Juventus harus menerima pil pahit setelah disingkirkan Benfica di depan pendukungnya sendiri pada laga semifinal leg kedua Liga Europa, Jumat (02/05/14) dini hari WIB tadi. Bianconeri ditahan imbang tanpa gol.
Usai pertandingan, Antonio Conte mengkritik kinerja wasit Mark Clattenburg yang dianggapnya membiarkan para pemain Benfica melanggar dengan cara yang kasar. Secara statistik memang Benfica telah membuat pelanggaran sebanyak 17 kali dan mengantongi lima kartu kuning plus satu kartu merah.

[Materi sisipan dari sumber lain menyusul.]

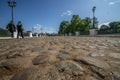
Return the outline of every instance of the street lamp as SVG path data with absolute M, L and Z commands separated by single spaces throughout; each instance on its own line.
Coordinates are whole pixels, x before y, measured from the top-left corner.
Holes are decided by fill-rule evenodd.
M 16 2 L 15 1 L 8 1 L 8 6 L 11 7 L 11 16 L 12 16 L 12 22 L 14 21 L 13 19 L 13 7 L 16 6 Z
M 96 6 L 93 6 L 93 8 L 92 8 L 92 12 L 93 12 L 93 28 L 95 28 L 95 10 L 96 10 Z

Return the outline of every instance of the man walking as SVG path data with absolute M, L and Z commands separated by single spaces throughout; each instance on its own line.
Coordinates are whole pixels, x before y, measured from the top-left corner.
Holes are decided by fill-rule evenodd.
M 24 38 L 23 36 L 23 27 L 22 27 L 22 23 L 21 21 L 18 21 L 18 24 L 17 24 L 17 38 L 19 38 L 19 36 L 21 36 L 22 38 Z
M 11 37 L 13 38 L 14 31 L 15 31 L 15 25 L 14 25 L 13 21 L 10 21 L 10 23 L 7 25 L 6 29 L 10 31 Z

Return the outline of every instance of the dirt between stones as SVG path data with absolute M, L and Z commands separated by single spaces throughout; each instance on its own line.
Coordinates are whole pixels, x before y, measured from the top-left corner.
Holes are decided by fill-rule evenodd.
M 119 80 L 118 44 L 119 37 L 3 39 L 0 80 Z

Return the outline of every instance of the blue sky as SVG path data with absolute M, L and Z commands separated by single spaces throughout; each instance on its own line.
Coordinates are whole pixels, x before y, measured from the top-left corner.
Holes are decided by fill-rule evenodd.
M 8 0 L 0 0 L 0 27 L 11 20 L 11 8 Z M 120 21 L 120 0 L 14 0 L 15 25 L 20 20 L 24 29 L 40 32 L 57 32 L 63 20 L 71 20 L 73 14 L 81 18 L 92 18 L 92 7 L 96 6 L 96 17 L 99 25 L 111 21 Z

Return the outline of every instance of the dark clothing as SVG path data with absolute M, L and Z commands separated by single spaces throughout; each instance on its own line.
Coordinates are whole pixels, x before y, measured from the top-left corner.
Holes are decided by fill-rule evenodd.
M 18 24 L 17 25 L 17 31 L 18 31 L 17 38 L 19 38 L 19 36 L 21 36 L 22 38 L 24 38 L 22 24 Z
M 9 23 L 6 27 L 6 29 L 8 29 L 11 33 L 11 37 L 13 37 L 13 33 L 15 31 L 15 25 L 13 23 Z

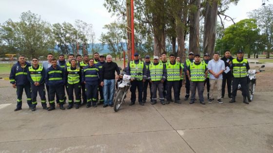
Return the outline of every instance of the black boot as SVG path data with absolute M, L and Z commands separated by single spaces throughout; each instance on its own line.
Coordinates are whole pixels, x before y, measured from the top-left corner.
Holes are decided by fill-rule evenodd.
M 47 110 L 48 111 L 51 111 L 55 109 L 55 104 L 50 104 L 50 107 Z
M 64 107 L 63 107 L 63 104 L 60 104 L 60 109 L 62 110 L 64 110 Z
M 36 105 L 33 104 L 31 107 L 31 111 L 36 111 Z
M 91 106 L 91 102 L 87 102 L 87 105 L 86 105 L 86 108 L 89 108 Z
M 235 102 L 236 101 L 235 101 L 235 96 L 233 96 L 232 97 L 232 99 L 231 99 L 231 101 L 230 101 L 230 102 L 231 103 L 234 103 L 234 102 Z
M 47 110 L 47 107 L 46 107 L 46 103 L 42 103 L 42 107 L 43 107 L 43 110 Z
M 245 104 L 249 104 L 249 102 L 248 102 L 246 96 L 244 96 L 244 103 Z

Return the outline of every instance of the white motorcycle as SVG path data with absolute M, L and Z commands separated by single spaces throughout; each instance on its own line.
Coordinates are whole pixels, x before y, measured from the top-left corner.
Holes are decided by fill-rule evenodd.
M 265 70 L 261 70 L 261 68 L 265 67 L 264 65 L 263 65 L 259 68 L 258 70 L 249 70 L 248 71 L 248 84 L 247 84 L 247 89 L 248 92 L 247 92 L 247 96 L 248 99 L 249 101 L 252 101 L 253 100 L 253 96 L 254 95 L 254 92 L 255 92 L 255 86 L 256 86 L 256 74 L 259 72 L 264 71 Z M 241 84 L 239 84 L 238 85 L 238 90 L 241 90 L 242 88 L 241 87 Z
M 130 76 L 125 74 L 120 75 L 122 77 L 122 80 L 117 82 L 117 89 L 114 95 L 114 110 L 118 111 L 121 104 L 124 102 L 126 94 L 131 87 L 131 80 L 132 78 Z

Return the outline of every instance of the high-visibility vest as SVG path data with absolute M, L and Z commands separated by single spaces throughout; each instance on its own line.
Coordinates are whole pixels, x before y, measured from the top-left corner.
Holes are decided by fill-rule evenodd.
M 203 62 L 201 62 L 199 65 L 196 65 L 195 62 L 192 62 L 190 65 L 191 71 L 191 81 L 193 82 L 205 81 L 205 71 L 206 64 Z
M 143 61 L 139 60 L 138 64 L 135 63 L 134 60 L 130 62 L 131 77 L 135 77 L 137 80 L 142 80 L 143 77 L 143 68 L 144 64 Z
M 72 70 L 70 66 L 67 67 L 68 76 L 67 76 L 67 83 L 70 84 L 74 84 L 79 82 L 79 69 L 77 68 L 75 70 Z
M 205 61 L 204 61 L 204 62 L 205 63 L 205 64 L 206 64 L 206 66 L 207 66 L 207 67 L 208 67 L 208 64 L 206 63 L 206 62 Z M 209 71 L 208 71 L 208 75 L 207 76 L 207 78 L 210 78 L 210 75 L 211 75 L 211 73 L 209 72 Z
M 171 64 L 170 61 L 166 63 L 167 81 L 180 80 L 180 63 L 176 61 L 174 65 Z
M 243 58 L 243 60 L 239 62 L 237 60 L 237 58 L 232 60 L 233 65 L 233 76 L 234 77 L 244 77 L 247 75 L 247 59 Z
M 184 63 L 180 63 L 180 65 L 181 66 L 181 68 L 182 69 L 182 75 L 181 76 L 181 77 L 180 78 L 180 80 L 183 80 L 184 79 Z
M 149 65 L 151 80 L 152 81 L 160 81 L 163 77 L 163 66 L 162 62 L 159 62 L 157 65 L 155 65 L 151 63 Z
M 34 82 L 39 82 L 42 78 L 42 66 L 39 65 L 37 70 L 35 70 L 33 68 L 33 66 L 28 67 L 28 71 L 30 73 L 30 77 Z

"Mengecewakan, karena laga ini sudah di luar batas. Beberapa insiden-insiden tidak berpihak pada kami. Benfica melanggar kami dan wasit membiarkan mereka melakukannya," keluh Conte yang dilansir Football Italia.
"Wasit memberikan perpanjangan waktu enam menit ketika kami telah melalui tiga menit tanpa bermain. Jadi hal itu jelas membohongi kami," sambung Conte.
Conte merasa penampilan Benfica pada dua leg laga semifinal, tidak pantas mendapatkan tiket final. Pasalnya sepanjang dua leg pertandingan semifinal, wakil Portugal itu hanya menunggu peluang dan hanya mendapatkan dua tembakan on target.
"Sangat aneh, hanya dengan dua tembakan ke gawang sepanjang dua leg, Benfica dapat lolos ke final. Seharusnya Juventus yang layak lolos ke final," pungkas Conte.